In a fascinating article on SCORE, veteran catalog guru, Lillian Vernon, shares her insights about the move From My Kitchen Tabletop to Your Computer Laptop, covering the history of the Lillian Vernon Corporation and catalog from a small kitchen business to a worldwide company with millions of dollars in sales online every year.
When I founded Lillian Vernon Corporation on my yellow Formica kitchen table in 1951, I couldn’t have imagined selling to customers linked by little boxes called “laptops” to a “tabletop” of mine that is actually a big box called a server, located in cyberspace rather than physical space.Back then, a visit was a friend stopping by for coffee, the number of hits told us if the New York Yankees would make it to the World Series and a web was spun by a spider. The only thing launched in the 1950s was a rocket in a Buck Rogers serial, and a site was something for sore eyes. User friendly?

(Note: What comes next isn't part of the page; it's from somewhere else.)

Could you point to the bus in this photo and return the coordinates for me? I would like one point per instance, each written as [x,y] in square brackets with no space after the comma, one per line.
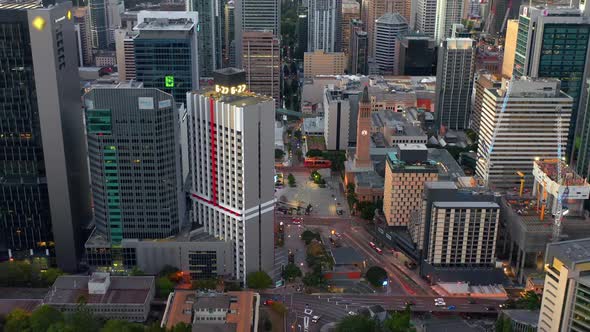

Well, in those days, we didn’t even talk like that in mixed company!
So, you could imagine my hesitation when, four and a half decades later, in 1995, we took our first steps into what is now called “e-commerce,” or selling electronically. That year, realizing that e-commerce would play an important role in the future of catalog retailing, we set up an online shop through America Online, where we thought our customers were most comfortable.
The following year, we unveiled our own online catalog, featuring 200 of our best-selling items, at our new address on the Internet: www.lillianvernon.com. And in December 1998, we completely redesigned the site, expanding our online offerings to more than 400 products in nine categories. In doing so, we enhanced our customers’ ability to shop with computers.
The article not only addresses the history of her evolution as a company from home business to modern tech corporation, she talks about how she had to “go with the flow of technological change” as a benefit for her customers. From mail order to telephone orders to fax order to online Internet orders, Lillian Vernon has seen as lot of technological growth and had plenty of opportunity to shy away from the changes. She didn’t, and she speaks candidly about what she’s learned from the process.
We’ve all come a long way with our online exposure especially businesses. It helps to step back for a moment to look at how far we’ve come and the lessons we’ve learned along the way. Lillian Vernon took a simple idea, bringing things people wanted that were hard to find but helpful to their lifestyle to their door rather than the customer coming to the store. The online world makes this easier, but it all starts with that appointment with your kitchen table to plan it all out.